I made changes. My weight loss has been very successful, and I feel amazing, and happy, and healthy physically and emotionally. And I will write more about that very soon. My weight still doesn’t define me. I’m not a better person because I weigh less. I’m a happier person because I feel better, and my head is clear, but it’s not about the number on the scale. Do I hope that my friends who want to lose weight find success? YES! Do I want all of my friends to be healthy and live incredibly long lives? You betcha! Am I going to support them in their journeys no matter what path they choose! Certainly! Am I going to bully, shame, and insult them under the guise of “motivation” Uhm…NO WAY!

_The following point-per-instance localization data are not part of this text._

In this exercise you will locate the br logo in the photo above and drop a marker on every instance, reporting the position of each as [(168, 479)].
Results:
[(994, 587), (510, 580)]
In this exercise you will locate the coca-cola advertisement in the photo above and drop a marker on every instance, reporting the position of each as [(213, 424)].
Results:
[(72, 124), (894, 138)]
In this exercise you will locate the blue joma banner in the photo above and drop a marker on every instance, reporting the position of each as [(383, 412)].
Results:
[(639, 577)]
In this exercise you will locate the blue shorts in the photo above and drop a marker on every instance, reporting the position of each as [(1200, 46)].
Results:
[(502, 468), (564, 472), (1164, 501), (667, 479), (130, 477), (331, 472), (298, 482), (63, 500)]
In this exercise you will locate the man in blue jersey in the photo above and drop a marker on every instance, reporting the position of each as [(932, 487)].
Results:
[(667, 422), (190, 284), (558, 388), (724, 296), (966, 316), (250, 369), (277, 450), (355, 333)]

Just like I am more than my weight, so are my friends. I’m not friends with them because of what they look like (Though, I will say, I have some dang sexy friends! No, seriously, every single one of my friends is GORGEOUS!!) I’m friends with them because they are amazing people, great moms & dads, incredible friends, talented, caring, generous…great people. Great people who deserve RESPECT.
As a blogger, I have a platform to reach people. I may not have huge reach, I may not go “viral” I may not get published on HuffPo or some other sought after internet publication, but people read my blog. I think as social media influencers we should use our platform for good, not evil. Not hate, not bullying, not offensive commentary just for the views. I have posted my share of not-so-kind posts (ie; Josh Duggar) and I know some people think I’m a hypocrite, but why use your power and influence to be mean? You don’t know who is reading or watching. You don’t know where they are in their life. You don’t know what they are going through. So why be hurtful, nasty, hateful, cruel. You don’t know the damage that your words can do. Or maybe you do know, and you still say those horrible things, and that’s even worse. Why not share love? Why not make a video about how we are all beautiful no matter what shape or size or color or heritage? I guess kindness doesn’t go viral…
So, I’m fat, but I’d rather be fat than cruel.